A moça era bolsista em Paris. Contou-me que uma de suas mais estranhas aventuras deu-se uma vez em que, por motivos também estranhos, teve de fazer parte de um jantar de congraçamento entre médicos ginecologistas. Os velhinhos imemoriais gostaram dela e a fizeram falar. Falou sobre Sartre, sobre a bomba atômica, sobre o museu de cera, sobre o Brasil. Eles escutavam boquiabertos – porque, diante do absurdo daquele jantar, deu em minha amiga uma irresistível vontade de dizer coisas também absurdas. Sartre era uma besta. Ela estava absolutamente convencida de que uma bomba destruiria Paris. A condução no Brasil se fazia por meio de elefantes.
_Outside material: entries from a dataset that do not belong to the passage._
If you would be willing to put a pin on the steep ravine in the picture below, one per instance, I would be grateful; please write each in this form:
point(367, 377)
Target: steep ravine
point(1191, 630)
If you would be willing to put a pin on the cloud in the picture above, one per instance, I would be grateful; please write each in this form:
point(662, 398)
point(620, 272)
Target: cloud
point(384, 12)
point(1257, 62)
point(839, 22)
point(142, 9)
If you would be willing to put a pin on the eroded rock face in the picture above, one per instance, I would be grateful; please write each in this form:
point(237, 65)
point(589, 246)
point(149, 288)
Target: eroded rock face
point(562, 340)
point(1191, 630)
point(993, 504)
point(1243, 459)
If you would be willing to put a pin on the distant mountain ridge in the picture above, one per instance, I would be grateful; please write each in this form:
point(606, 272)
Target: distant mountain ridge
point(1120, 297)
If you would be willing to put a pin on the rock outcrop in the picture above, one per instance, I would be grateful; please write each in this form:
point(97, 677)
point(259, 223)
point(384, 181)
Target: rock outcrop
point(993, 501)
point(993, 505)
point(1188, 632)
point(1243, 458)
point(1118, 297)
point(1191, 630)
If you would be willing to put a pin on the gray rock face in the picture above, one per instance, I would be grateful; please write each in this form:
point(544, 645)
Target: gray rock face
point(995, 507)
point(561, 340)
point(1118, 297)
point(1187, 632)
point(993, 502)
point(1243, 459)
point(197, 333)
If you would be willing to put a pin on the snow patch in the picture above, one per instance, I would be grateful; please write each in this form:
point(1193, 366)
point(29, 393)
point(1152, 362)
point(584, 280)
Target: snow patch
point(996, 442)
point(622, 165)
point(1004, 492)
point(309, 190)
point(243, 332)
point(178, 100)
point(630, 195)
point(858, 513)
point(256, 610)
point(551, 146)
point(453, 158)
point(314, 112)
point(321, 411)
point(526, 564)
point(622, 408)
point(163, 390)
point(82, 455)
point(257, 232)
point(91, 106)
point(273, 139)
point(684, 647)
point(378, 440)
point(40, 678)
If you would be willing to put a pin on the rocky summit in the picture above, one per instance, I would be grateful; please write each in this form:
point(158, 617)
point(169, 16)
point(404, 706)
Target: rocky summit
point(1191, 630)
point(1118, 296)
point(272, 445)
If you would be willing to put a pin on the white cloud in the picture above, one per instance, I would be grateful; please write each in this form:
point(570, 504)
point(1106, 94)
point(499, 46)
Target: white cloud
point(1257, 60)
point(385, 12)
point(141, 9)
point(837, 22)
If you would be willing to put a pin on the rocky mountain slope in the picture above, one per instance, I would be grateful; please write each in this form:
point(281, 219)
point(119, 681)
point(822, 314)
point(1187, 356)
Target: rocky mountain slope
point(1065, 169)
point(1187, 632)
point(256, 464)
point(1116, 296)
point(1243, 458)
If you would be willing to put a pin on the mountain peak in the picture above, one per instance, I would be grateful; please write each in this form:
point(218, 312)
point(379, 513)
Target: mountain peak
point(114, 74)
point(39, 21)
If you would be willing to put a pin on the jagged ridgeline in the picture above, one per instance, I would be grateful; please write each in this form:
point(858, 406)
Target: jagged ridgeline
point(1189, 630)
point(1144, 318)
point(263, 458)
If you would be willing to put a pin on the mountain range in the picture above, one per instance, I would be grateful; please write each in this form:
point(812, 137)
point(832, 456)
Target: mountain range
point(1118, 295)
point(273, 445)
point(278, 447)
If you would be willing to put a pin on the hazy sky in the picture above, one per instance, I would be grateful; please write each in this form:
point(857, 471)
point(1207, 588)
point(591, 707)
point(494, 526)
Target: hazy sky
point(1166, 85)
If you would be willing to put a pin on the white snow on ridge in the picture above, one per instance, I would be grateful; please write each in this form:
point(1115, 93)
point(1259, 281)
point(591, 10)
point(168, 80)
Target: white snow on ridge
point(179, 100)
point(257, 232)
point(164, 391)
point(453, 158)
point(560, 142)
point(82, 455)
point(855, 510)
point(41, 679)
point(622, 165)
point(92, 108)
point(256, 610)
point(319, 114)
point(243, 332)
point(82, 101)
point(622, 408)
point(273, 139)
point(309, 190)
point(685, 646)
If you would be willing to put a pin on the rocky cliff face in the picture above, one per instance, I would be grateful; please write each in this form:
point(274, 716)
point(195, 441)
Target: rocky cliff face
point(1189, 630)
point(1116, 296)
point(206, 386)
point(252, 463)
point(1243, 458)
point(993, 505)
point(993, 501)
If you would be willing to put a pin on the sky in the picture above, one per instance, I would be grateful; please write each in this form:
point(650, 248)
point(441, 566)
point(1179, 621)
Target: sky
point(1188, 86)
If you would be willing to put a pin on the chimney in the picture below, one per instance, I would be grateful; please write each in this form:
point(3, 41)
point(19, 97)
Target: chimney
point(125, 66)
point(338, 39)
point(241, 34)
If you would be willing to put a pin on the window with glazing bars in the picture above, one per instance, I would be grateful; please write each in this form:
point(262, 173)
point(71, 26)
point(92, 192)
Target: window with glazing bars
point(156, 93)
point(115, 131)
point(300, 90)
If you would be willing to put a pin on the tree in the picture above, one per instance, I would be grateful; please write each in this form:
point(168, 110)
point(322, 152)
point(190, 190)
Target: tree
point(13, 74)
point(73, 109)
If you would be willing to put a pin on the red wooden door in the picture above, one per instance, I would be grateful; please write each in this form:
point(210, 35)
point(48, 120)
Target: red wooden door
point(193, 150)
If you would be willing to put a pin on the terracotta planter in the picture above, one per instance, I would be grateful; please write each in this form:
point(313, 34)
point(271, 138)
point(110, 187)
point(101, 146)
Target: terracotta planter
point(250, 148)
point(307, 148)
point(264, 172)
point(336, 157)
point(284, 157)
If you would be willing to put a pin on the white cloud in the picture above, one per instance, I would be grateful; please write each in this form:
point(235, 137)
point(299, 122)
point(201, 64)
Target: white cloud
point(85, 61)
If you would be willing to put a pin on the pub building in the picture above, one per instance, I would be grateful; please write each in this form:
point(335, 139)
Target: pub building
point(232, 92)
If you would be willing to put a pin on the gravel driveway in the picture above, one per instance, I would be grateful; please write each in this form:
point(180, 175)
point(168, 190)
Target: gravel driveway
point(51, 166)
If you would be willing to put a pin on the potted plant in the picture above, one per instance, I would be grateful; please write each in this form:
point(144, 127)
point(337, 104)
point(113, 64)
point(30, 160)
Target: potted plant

Terminado o jantar, um dos ginecologistas, de seguramente 80 e muitos anos, a convidou para ir a uma boate. Ela aceitou. Tomaram um táxi. No caminho, o velhinho segurou a mão dela. Não dançariam na boate. “Eu só tenho uma perna”. Ela olhou: ele tinha duas pernas. Ele explicou que uma perna era de borracha, em substituição à autêntica, que ficara em Verdun, na guerra de 14. Tinha várias condecorações, a Legião de Honra, etc.. Sua vida, uma tragédia. Casara-se com uma moça linda e formidável, e a surpreendeu um dia – há 60 anos – em flagrante de adultério.
O táxi parou à porta de uma boate. Lá dentro pesava justamente aquela hora neutra e morna em que os boêmios já não sabem mais por que são boêmios, e se deixam fatigados, vazios, a contemplar a solidão de suas vidas.
Quando assomaram à porta, uma velhinha de cabelos brancos, cigarro no canto da boca, resmungava no piano uma canção antiga. Ao dar com eles, fez um ar de espanto:
– Mon vieux! On m’a dit que tu étais mort!
O velhinho nem mesmo chegou a sorrir:
– Mais non! C’était mon cousin.
Havia 52 anos que ele não se encontrava com a esposa infiel.